En a-t-on jamais fini avec le rouge ? Avec la fin du Festival consacré à cette couleur, j'avais cru qu'allait se clore ma période rouge. En prévision de quoi, et pour me dégager de ce qui tendait à tourner à l'obsession (oh! légère et, somme toute, pas si désagréable que cela), j'avais pris mes précautions : un Itinéraire de Délestage qui se voulait conclusif (I.D n° 239 ), et l'initiative de rassembler en anthologie les poèmes recueillis (c'est décidé, la revue Comme en poésie, dans un numéro prochain, s'y colle. Je vous tiens au courant).
La réception d'un livret de la médiathèque municipale de Romorantin, et la découverte d'un poème de Sylvia Plath, qu'en tout arbitraire j'ai aussitôt intitulé Rouge pouce comme on le lira dans l'I.D suivant, extrait d'Ariel et traduit par Valérie Rouzeau, en ont décidé autrement.
Opportunité d'abord de saluer un lieu exemplaire. Si la poésie continue d'imposer malgré tout sa présence, malgré – oui - les difficultés bien réelles qu'il ne faut manquer d'énoncer, il ne faut en contre-partie omettre de rendre hommage à quelques lieux miraculeux, véritables zones de survie, comme cette médiathèque de Romorantin Au cours des années, en tournée avec lectures et spectacles, j'ai à plusieurs occasions apprécié l'excellence de son accueil, sa capacité à réunir un public, l'action d'une équipe compétente et motivée autour de Chantal Georges, la conservatrice.

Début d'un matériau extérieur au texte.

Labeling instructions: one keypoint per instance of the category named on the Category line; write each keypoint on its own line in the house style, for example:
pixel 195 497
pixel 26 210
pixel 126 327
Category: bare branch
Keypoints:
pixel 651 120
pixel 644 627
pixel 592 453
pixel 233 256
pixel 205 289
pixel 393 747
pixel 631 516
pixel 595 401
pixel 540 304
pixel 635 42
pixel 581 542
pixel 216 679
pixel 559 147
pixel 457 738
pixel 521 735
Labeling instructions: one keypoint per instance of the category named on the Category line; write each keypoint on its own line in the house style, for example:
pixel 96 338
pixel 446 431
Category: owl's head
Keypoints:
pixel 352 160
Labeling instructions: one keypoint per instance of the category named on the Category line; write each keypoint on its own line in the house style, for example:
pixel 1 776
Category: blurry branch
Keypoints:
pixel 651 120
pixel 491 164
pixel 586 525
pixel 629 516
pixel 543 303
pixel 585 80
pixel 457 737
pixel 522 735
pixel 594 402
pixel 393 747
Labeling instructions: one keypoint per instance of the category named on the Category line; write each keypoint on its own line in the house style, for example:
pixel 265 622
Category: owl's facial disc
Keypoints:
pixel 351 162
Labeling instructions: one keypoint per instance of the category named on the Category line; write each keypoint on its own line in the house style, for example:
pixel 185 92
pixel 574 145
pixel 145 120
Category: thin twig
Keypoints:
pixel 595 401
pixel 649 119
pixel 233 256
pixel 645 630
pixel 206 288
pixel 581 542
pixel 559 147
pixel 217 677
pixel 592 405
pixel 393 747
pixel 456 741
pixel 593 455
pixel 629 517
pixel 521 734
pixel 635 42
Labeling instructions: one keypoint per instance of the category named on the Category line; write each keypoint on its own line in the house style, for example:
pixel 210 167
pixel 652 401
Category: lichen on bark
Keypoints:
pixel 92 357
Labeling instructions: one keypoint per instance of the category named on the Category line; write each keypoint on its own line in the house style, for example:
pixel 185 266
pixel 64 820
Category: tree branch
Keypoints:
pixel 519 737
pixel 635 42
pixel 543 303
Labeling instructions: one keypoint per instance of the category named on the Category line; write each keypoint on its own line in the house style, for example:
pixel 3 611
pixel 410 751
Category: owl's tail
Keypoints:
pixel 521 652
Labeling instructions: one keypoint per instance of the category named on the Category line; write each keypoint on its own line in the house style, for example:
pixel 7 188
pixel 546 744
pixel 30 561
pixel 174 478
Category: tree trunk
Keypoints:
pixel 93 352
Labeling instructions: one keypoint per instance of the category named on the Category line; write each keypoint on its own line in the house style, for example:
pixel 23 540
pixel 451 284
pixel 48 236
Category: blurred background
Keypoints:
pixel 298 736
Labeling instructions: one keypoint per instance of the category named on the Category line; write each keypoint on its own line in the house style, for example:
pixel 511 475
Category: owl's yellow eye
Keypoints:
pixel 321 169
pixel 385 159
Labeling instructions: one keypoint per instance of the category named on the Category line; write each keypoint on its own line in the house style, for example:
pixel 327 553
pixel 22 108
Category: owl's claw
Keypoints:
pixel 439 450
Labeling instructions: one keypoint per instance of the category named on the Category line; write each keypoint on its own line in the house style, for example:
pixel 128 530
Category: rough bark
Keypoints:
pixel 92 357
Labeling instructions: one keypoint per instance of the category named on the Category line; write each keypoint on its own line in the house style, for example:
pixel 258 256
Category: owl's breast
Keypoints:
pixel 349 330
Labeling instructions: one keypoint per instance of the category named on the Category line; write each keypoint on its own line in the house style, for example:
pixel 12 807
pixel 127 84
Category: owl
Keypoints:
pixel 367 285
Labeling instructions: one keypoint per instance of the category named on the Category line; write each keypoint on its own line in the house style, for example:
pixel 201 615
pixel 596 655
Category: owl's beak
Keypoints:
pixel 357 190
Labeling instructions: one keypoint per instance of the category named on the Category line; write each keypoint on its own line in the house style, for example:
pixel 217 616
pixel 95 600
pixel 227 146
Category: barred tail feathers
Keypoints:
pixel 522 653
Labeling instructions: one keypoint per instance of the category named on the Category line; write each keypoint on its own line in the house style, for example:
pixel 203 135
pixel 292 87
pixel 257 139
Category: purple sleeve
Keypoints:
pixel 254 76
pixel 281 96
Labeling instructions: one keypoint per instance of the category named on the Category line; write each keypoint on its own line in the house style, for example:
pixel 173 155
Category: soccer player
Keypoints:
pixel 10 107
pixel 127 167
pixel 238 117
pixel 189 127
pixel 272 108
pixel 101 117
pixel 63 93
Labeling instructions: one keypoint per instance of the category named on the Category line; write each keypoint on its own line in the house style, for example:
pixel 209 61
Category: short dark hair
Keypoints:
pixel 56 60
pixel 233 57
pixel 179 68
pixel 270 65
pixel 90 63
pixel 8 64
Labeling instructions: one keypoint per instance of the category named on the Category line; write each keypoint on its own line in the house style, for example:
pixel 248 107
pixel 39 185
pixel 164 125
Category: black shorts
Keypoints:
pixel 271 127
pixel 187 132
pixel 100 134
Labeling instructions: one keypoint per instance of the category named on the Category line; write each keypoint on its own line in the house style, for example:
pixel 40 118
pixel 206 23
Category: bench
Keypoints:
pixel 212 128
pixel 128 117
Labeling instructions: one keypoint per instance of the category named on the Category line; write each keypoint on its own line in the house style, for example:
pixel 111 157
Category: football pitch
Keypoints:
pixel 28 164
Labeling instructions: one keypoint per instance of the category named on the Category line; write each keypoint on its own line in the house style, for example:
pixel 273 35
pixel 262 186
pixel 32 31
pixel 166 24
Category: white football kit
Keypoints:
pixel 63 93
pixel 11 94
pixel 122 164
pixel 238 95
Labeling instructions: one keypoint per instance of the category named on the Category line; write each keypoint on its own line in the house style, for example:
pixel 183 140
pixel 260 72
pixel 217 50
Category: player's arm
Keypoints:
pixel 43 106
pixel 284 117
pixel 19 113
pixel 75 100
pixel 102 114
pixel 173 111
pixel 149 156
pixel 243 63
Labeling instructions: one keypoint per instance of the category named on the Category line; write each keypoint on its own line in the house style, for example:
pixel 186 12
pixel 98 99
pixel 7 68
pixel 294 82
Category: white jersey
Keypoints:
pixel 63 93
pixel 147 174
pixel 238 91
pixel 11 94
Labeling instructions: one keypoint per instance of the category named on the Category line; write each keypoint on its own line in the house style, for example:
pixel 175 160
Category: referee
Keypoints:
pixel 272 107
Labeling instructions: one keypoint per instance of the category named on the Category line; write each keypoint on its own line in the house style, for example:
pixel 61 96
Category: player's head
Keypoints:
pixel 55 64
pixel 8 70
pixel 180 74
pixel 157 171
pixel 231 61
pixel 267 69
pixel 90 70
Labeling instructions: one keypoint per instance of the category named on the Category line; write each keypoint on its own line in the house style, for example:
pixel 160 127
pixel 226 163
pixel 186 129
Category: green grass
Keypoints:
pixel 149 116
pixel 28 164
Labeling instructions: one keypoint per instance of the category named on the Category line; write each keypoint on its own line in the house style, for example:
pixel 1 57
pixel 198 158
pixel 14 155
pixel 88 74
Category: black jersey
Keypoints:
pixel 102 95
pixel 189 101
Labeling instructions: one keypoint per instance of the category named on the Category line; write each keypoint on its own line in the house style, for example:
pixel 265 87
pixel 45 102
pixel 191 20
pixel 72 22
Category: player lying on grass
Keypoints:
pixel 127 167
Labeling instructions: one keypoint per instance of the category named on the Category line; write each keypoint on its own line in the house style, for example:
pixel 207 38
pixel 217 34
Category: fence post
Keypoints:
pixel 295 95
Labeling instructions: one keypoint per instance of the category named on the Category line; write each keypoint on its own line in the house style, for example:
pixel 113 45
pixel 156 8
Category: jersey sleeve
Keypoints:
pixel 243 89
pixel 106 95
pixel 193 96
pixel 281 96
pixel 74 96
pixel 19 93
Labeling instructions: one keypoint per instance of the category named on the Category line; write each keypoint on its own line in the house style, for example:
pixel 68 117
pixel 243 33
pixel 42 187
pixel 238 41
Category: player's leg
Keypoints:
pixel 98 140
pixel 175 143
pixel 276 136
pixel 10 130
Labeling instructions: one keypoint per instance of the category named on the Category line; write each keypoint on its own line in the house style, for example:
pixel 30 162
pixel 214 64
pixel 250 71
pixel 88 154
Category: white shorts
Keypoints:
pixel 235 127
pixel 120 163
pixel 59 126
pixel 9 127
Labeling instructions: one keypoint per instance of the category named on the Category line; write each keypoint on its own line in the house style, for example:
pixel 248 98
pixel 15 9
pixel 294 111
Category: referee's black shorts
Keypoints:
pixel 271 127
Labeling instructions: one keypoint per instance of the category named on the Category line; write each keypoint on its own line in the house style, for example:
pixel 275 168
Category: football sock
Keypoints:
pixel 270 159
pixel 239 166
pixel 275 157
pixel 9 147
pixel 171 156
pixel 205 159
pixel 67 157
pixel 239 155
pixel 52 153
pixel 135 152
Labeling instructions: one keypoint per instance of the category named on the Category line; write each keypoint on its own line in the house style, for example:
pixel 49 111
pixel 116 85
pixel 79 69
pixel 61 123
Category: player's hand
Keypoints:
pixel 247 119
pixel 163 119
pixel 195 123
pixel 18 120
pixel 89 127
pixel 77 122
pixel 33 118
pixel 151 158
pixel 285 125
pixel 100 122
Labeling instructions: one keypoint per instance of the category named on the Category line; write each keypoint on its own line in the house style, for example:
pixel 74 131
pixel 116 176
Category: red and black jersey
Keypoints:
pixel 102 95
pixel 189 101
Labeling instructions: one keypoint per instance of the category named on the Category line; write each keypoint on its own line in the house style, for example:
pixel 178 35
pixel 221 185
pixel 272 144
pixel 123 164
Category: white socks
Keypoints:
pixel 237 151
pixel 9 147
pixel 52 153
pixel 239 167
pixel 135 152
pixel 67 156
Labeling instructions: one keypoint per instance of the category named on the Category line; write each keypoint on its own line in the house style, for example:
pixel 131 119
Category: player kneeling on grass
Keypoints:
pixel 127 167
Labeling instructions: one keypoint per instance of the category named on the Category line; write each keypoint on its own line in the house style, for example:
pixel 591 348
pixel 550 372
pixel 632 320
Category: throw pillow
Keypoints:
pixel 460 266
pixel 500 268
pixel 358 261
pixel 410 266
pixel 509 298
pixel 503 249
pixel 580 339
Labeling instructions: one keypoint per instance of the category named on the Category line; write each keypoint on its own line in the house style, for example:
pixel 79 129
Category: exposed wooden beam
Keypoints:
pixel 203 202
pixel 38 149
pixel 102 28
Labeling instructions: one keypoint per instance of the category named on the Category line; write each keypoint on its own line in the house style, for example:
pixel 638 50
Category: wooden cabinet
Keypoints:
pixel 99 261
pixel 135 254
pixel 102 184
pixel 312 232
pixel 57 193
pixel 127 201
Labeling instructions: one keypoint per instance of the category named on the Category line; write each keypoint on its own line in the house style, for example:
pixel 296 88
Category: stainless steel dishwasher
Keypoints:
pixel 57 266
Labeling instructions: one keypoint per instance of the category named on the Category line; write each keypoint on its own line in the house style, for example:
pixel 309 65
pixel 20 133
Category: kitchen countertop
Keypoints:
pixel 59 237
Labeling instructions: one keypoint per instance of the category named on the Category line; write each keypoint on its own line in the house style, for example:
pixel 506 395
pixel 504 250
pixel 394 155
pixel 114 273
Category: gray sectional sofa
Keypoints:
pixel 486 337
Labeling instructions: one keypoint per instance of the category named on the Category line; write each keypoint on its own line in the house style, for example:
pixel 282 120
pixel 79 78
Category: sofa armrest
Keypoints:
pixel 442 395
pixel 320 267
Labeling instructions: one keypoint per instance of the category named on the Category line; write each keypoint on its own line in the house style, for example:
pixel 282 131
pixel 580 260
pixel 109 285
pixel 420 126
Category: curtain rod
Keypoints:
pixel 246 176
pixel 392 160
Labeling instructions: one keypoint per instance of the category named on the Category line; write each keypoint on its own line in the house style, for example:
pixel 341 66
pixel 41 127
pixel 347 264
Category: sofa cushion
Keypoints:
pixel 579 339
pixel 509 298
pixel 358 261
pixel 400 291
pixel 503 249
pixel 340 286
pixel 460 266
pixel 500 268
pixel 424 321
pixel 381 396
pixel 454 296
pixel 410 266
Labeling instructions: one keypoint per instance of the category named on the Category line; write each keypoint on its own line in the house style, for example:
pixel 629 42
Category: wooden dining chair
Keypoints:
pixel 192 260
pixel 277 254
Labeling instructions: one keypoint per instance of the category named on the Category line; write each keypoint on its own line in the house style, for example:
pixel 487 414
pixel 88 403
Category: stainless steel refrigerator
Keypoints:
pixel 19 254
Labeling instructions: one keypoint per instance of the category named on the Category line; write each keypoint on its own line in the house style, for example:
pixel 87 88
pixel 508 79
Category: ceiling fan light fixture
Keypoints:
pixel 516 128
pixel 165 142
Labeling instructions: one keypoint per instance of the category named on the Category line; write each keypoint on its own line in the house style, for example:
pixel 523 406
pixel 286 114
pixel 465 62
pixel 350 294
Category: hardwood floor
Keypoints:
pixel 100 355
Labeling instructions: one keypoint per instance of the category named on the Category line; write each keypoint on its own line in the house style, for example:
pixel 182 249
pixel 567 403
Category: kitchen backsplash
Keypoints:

La fidélité est une autre de ses vertus : je continue de recevoir aujourd'hui, au rythme de son actualité qui fait écho à l'actualité poétique et littéraire, ces livrets introductifs à l'œuvre de l'invité, élégamment imprimés, documentaires et anthologiques, et que malgré l'envahissement de sa bibliothèque personnelle en écrits, plaquettes et livres, on s'applique à conserver.
Vendredi 5 Mars, l'invitée est la désormais très appréciée Valérie Rouzeau, « reconnue par ses pairs comme un inventrice talentueuse » et « qui jouit aujourd'hui d'une aura tout particulière », pour s'en référer à Angèle Paoli et son blog Terres de femmes. Invitation on ne peut plus judicieuse, et lancée à double titre : à l'auteur de Quand je me deux, son dernier livre au Temps qu'il fait, et alors que ses premiers titres Pas revoir et Neige rien retrouvent un second éclat avec leur réédition en poche, dans la collection La Petite Vermillon, à la Table ronde ; à la traductrice d'Ariel de Sylvia Plath et d'une partie des Poèmes de Ted Hughes, chez Gallimard.
"Voici venue la fin des poétesses", lit-on en tête de chapitre de ce livret, et qui me renvoie, à travers ce terme de poétesse, à quelque discussion passée, dont le mot de la fin, sans que nous le sachions, avait depuis longtemps été prononcé. Cette exclamation est celle, apprends-je, du poète américain Robert Lowell à la parution d'Ariel, en 1965, deux ans après le suicide de Sylvia Plath. Il écrivait : « Ariel est un événement majeur de l'histoire de la littérature. Voici venue la fin des poétesses. » Afin que désormais nul ne l'ignore.
Références : Médiathèque municipale de Romorantin- 18 fbg St Roch 41200 Romorantin-Lanthenay - mediatheque@romorantin.fr
Décharge est particulièrement attentif à l'œuvre de Valérie Rouzeau, (polder 62 : A cause de l'automne ), qui y fut chroniqueuse, et dont Jacmo rend compte régulièrement des parutions (Quand je me deux, in Décharge 144). Dernière intervention de Valérie Rouzeau dans le n° 142 de Décharge, où elle présente Bernard Bretonnière.